Sperlinga is THE most unique place I have visited in Sicily. Believe it or not, some Sicilians are still living there in caves! And at least one is for sale, so YOU, TOO, could buy yourself a cave to live in! Some are fancier than others, with chimneys, electricity, screen doors, water reservoirs, and flower boxes, but they truly are just caves hewn into the incredible sandstone cliff that begins on the main street of Sperlinga and ends with a Norman castle over 1500 feet up that was built about the year 1000. In between the two is a picturesque little Sicilian town with its standard churches, bars, clotheslines on balconies, and tiny ancient men sitting like rows of ducks on park benches.

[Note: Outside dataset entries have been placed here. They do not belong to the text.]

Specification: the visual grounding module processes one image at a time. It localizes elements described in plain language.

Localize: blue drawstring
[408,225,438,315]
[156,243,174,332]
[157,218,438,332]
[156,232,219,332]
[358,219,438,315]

The castle, which is cited as one of the Top Ten in Sicily, is impressive enough, not only for its height and sheer cliff front, but for its labyrinth interior that was exacavated into the rock below--everything from stables to a chapel to grain storage to the "Door of Death," a trick hole in the top floor through which an unsuspecting victim, maybe an early version of telemarketer, would fall through to certain death . . .

As interesting as all of that was and the spectacular sweeping views from the parapets, it was the CAVES that fascinated me. I have never seen so many, much less real "livable" caves! Some make a municipal museum of sorts, with traditional furnishings in them. Others are used for storage. One had doves in it! Most fascinating, though, was the fact that many are still privately owned and inhabited! Electricity has been provided to all of them (but no water or plumbing), so WHO would live in a cave? Really old Sicilians? Leftover hippies? Troglodytes? The museum rooms that we could visit were pretty basic--sandstone floor, walls, and ceiling.

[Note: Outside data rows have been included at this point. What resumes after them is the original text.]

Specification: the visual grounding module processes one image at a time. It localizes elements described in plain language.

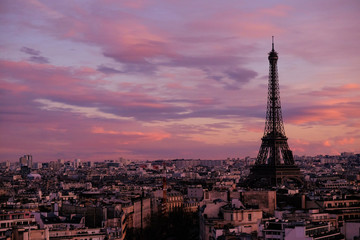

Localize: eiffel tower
[249,37,303,187]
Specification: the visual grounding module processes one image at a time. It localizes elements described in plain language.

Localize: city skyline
[0,0,360,161]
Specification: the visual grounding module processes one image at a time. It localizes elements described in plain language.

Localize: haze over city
[0,0,360,161]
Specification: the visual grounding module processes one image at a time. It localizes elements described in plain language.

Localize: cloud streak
[0,0,360,161]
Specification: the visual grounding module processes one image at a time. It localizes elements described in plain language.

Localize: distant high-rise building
[19,155,32,168]
[74,158,81,168]
[249,37,302,186]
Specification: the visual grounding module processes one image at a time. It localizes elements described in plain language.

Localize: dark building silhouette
[249,39,302,187]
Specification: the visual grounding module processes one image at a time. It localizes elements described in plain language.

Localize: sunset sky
[0,0,360,162]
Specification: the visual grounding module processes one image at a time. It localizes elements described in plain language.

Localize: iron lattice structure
[255,41,295,166]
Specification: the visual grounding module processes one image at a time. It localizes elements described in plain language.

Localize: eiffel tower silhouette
[248,37,303,187]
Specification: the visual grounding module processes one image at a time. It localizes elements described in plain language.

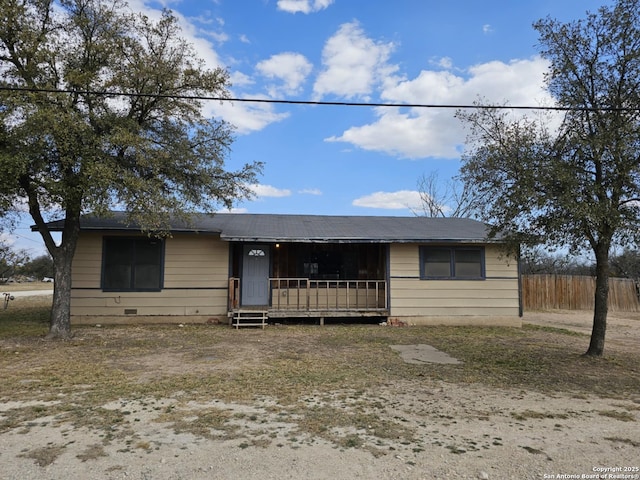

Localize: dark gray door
[242,245,269,305]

And another fascinating thing . . . they had furniture made out of fennel! What looked and felt like bamboo is really fennel, a celery-like plant that grows wild (and LARGE) in Sicily. Apparently they dry the giant mutant stalks and use them just like bamboo to fashion stools, chairs, and tables. I sat on one and it was quite sturdy.

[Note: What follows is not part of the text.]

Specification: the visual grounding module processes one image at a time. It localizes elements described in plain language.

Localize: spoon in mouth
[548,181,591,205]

A famous book about Sicily The Stone Boudoir has a section about these caves. The author was invited to stay in one, and she describes the experience. Click on the title for a live link to this page.

Back to the original inhabitants, the trogolodytes . . . who were they? The definition of troglodyte is simply "someone who dwells in a cave." Not much is known about them, although most historians think they were members of the ancient Sican tribe, or Sicani, who lived in these caves in Sperlinga a really, really long time ago, like 1000 BC!

I think someone should capitalize on all of this and make a hotel out of the caves . . . The Trog Inn, complete with fennel furniture . . . . doesn't it sound great? Who wouldn't want to pay big bucks to stay there? It would easily rival the so-called Ice Hotel in the Arctic Circle . . . .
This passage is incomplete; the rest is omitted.